I disappeared for 5 months earlier this year (explained here) largely because my soul was a bit weary. The wars, the suffering, the dark forces that seem to try to infiltrate our psyches and families from every angle — I just couldn’t bring myself to write. I felt frightened, honestly. What will the future look like for my daughters? What is this world I’ll have to someday leave them in? Why do the bad guys always seem to win?
It’s enough to give a person a panic attack (speaking from experience). I kept doing the Good Work that I committed to though and I discovered something magical.
There is a healing tonic for all of that fear, I’ve discovered. Or rather, a healing cordial.
Elderflower cordial — it’s as magical as it sounds. Even the word elderflower evokes wisdom, tradition, and delicateness.
While the world goes to hell in a handbasket, the elder tree continues to create these lacy, pungent blooms. Nature continues to do her part in giving and creating, even if many humans have forgotten our belonging in the cycle. And so we harvest those blooms every year. We wait for a dry day, to get the most of the beautiful flavor, and we pick blooms big and small off this relatively common plant.

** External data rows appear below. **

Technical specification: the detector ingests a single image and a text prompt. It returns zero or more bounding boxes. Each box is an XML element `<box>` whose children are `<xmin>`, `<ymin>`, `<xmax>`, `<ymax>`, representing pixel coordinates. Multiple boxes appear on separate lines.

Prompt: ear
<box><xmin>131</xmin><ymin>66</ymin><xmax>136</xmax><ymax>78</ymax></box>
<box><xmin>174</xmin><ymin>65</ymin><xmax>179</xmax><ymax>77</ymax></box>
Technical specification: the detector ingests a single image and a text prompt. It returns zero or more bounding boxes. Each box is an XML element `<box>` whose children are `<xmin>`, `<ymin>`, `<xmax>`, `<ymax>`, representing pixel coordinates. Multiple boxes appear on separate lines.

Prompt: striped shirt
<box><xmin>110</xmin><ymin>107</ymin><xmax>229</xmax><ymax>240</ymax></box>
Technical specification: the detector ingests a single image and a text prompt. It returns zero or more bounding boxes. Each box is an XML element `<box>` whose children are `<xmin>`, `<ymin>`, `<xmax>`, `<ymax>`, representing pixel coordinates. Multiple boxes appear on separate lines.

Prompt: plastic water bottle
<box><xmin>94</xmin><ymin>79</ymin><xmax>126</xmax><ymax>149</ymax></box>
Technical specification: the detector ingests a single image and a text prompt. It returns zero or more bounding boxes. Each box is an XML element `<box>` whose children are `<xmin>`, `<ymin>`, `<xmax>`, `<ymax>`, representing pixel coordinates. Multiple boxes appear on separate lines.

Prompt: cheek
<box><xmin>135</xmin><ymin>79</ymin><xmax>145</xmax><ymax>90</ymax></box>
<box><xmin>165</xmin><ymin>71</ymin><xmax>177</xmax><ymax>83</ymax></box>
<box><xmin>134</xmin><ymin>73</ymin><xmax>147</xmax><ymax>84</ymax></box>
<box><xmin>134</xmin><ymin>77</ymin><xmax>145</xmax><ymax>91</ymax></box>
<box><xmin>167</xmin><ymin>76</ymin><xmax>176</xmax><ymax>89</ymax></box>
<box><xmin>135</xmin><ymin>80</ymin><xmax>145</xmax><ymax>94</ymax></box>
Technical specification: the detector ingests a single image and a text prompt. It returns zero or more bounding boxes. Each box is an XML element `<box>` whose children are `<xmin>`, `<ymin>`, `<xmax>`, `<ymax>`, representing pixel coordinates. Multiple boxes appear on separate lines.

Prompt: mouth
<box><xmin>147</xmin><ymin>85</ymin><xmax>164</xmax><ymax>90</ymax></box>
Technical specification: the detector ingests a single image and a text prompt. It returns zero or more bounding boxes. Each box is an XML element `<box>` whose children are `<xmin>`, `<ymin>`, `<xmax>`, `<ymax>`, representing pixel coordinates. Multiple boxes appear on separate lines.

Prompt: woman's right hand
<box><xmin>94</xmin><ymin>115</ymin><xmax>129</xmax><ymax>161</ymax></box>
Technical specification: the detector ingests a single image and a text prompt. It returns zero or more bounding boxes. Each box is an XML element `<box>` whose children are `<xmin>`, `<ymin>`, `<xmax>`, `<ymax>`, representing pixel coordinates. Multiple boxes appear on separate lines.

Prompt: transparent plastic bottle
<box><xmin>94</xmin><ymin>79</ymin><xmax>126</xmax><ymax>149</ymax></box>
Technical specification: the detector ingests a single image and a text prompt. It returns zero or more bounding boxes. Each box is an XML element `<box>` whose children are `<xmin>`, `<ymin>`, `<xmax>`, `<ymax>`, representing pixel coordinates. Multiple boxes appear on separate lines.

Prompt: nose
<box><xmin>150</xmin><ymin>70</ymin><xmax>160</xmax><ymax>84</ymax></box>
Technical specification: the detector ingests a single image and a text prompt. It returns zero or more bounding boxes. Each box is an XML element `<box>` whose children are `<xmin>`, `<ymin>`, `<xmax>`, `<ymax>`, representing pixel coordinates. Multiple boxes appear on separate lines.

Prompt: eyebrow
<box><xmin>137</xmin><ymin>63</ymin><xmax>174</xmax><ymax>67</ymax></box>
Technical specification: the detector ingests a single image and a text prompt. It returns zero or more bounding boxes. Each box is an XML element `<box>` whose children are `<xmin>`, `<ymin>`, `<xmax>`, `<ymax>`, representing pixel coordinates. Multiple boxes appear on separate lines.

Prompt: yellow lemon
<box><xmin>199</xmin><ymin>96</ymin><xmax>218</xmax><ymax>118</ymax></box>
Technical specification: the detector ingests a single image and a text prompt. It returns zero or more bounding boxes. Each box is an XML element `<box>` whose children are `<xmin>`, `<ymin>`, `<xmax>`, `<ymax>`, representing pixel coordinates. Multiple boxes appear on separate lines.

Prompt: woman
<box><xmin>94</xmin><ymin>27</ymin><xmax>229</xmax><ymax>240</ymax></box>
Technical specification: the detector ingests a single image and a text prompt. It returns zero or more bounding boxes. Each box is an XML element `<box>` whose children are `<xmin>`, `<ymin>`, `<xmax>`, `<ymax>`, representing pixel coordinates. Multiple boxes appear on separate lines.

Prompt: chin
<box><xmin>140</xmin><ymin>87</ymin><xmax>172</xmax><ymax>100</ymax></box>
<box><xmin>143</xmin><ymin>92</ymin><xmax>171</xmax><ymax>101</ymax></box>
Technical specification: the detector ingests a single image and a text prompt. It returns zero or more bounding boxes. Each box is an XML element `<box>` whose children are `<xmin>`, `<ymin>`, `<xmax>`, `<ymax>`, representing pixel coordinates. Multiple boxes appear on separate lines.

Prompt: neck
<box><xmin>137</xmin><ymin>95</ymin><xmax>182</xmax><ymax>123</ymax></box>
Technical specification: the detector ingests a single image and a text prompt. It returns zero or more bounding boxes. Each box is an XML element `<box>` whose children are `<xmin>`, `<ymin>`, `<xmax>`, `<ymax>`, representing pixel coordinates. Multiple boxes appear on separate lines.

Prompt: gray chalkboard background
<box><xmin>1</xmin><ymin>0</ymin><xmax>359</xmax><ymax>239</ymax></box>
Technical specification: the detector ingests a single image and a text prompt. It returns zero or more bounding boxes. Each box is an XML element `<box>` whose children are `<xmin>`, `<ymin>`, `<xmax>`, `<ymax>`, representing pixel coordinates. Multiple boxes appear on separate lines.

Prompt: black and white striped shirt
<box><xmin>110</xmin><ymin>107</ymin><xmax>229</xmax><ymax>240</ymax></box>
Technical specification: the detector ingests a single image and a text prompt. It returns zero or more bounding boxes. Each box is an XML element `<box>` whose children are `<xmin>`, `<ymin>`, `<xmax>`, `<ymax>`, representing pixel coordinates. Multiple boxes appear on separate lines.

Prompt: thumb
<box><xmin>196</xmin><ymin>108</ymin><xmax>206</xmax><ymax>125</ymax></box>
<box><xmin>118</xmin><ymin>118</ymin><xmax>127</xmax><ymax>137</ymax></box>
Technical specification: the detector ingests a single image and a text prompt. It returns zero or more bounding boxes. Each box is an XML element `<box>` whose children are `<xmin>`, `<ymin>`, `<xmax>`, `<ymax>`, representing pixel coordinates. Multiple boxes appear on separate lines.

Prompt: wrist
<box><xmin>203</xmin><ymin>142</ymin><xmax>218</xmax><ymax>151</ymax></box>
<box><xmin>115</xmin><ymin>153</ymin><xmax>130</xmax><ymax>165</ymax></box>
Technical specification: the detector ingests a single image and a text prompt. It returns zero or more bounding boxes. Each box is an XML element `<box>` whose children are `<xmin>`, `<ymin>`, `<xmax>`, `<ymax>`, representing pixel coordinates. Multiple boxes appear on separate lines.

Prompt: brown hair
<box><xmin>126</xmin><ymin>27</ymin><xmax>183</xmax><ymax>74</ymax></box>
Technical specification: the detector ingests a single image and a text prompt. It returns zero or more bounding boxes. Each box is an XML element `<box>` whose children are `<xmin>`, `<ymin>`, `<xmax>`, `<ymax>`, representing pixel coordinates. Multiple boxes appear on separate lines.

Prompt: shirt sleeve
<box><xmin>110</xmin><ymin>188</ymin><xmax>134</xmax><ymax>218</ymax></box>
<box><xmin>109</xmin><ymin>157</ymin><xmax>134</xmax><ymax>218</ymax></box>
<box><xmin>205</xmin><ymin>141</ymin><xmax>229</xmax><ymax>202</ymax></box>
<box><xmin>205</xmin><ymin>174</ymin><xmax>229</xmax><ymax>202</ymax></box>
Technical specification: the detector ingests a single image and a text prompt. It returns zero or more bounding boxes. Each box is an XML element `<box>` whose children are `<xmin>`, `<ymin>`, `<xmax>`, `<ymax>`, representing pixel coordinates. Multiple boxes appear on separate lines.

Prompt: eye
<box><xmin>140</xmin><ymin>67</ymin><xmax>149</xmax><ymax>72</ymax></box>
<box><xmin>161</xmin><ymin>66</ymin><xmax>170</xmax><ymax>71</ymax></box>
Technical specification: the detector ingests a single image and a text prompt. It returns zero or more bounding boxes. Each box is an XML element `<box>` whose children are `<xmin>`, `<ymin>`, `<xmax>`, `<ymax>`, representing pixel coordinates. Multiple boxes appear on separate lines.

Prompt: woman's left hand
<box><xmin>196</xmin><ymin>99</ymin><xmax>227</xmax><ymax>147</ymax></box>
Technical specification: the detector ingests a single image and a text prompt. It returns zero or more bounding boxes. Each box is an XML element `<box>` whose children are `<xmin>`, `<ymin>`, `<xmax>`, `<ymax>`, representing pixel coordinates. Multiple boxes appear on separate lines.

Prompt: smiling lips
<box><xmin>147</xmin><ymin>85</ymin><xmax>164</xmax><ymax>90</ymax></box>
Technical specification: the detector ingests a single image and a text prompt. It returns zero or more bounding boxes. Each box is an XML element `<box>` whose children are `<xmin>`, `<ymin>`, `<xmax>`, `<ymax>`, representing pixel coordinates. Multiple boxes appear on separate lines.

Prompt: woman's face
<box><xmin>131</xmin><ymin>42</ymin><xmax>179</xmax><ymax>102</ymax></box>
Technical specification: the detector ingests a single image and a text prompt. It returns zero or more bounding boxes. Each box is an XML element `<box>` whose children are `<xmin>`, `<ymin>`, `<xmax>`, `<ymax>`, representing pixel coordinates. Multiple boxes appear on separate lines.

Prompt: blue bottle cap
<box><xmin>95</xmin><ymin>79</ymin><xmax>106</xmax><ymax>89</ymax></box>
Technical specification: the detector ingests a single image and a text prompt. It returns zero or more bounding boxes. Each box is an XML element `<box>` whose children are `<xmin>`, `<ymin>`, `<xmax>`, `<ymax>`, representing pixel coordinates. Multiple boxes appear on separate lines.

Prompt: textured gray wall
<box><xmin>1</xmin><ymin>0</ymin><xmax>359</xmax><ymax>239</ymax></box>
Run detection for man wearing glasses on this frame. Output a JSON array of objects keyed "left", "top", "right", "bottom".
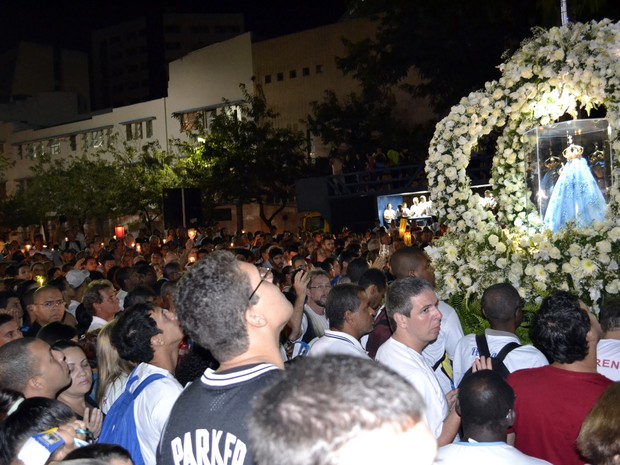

Most of our roadways here in northern Slovenia are lined with elderflower (bezeg). It is such an ordinary sight but if we stop to remember what they signify — what spirit lives within — a moment of deference would seem appropriate.
The elder tree.
Feared by the devil, so they say. To plant an elder tree next to one’s house offers protection, according to ancient tales. What does that say about the forests that they guard everywhere around us — they must be sacred, protected places. I believe it. I can feel it when I walk through them. Cutting down an elder tree without first asking for permission from the mother spirit within is said to be very bad luck. There are even biblical stories involving Sambucus nigra, and we all know about the elder wand and its cultural significance.
In the spring/early summer it boasts beautiful white blooms that turn into dark purple berries. Every part of the tree is poisonous except the blossoms and the berries, which, on the contrary, contain incredible healing properties. It’s a powerful tree full of contrasts.
The flower is said to help with several things - from colds/influenzas to stopping bleeding.
The berries contain high levels of vitamin C and the list of benefits is too long to discuss here.
When we pick the flowers, we always think to leave enough for berries in the fall to turn into syrup to support our immune systems during the dark cold months. And also to leave enough for the birds and critters who need them too.
But the healing properties of the elder tree don’t stop at the physical.
For me, it’s the cycle of repetition that brings peace to my worried heart and mind. The world might be scary, but the elder tree does what it’s meant to do. The ritual of finding those blooms in the spring, reaching to pick them, letting the bugs clear off, and then turning them into a delicious cordial (and sometimes drying for tea) that we enjoy throughout the summer and fall brings so much comfort. It’s expected. The design works well for both us and the tree if we remember the respect it deserves. We enjoy and we heal from it. And it serves as a reminder that even a common roadside tree has a beautiful purpose in the madness.
As long as the elder tree keeps blooming, everything will be ok.
So every year, no matter what I’m struggling with or what I’m dealing with, I will do everything I can to celebrate the gifts of the elder tree, starting with its lovely flowers.
This is the recipe we use for elderflower cordial — you can translate it if you’d like. We’ve still got 5 liters left in our root cellar, which should take us well into the cold months. We enjoy it to sweeten summer lemonades, with sparkling water as a special celebratory drink or drizzled over a bowl of the first snow (really!).
Elderflower life lesson: If you need wisdom and comfort, look in the most humble of places. Even a common roadside tree can heal a weary soul. Don’t let the madness of the modern world overpower the magic of the seemingly mundane.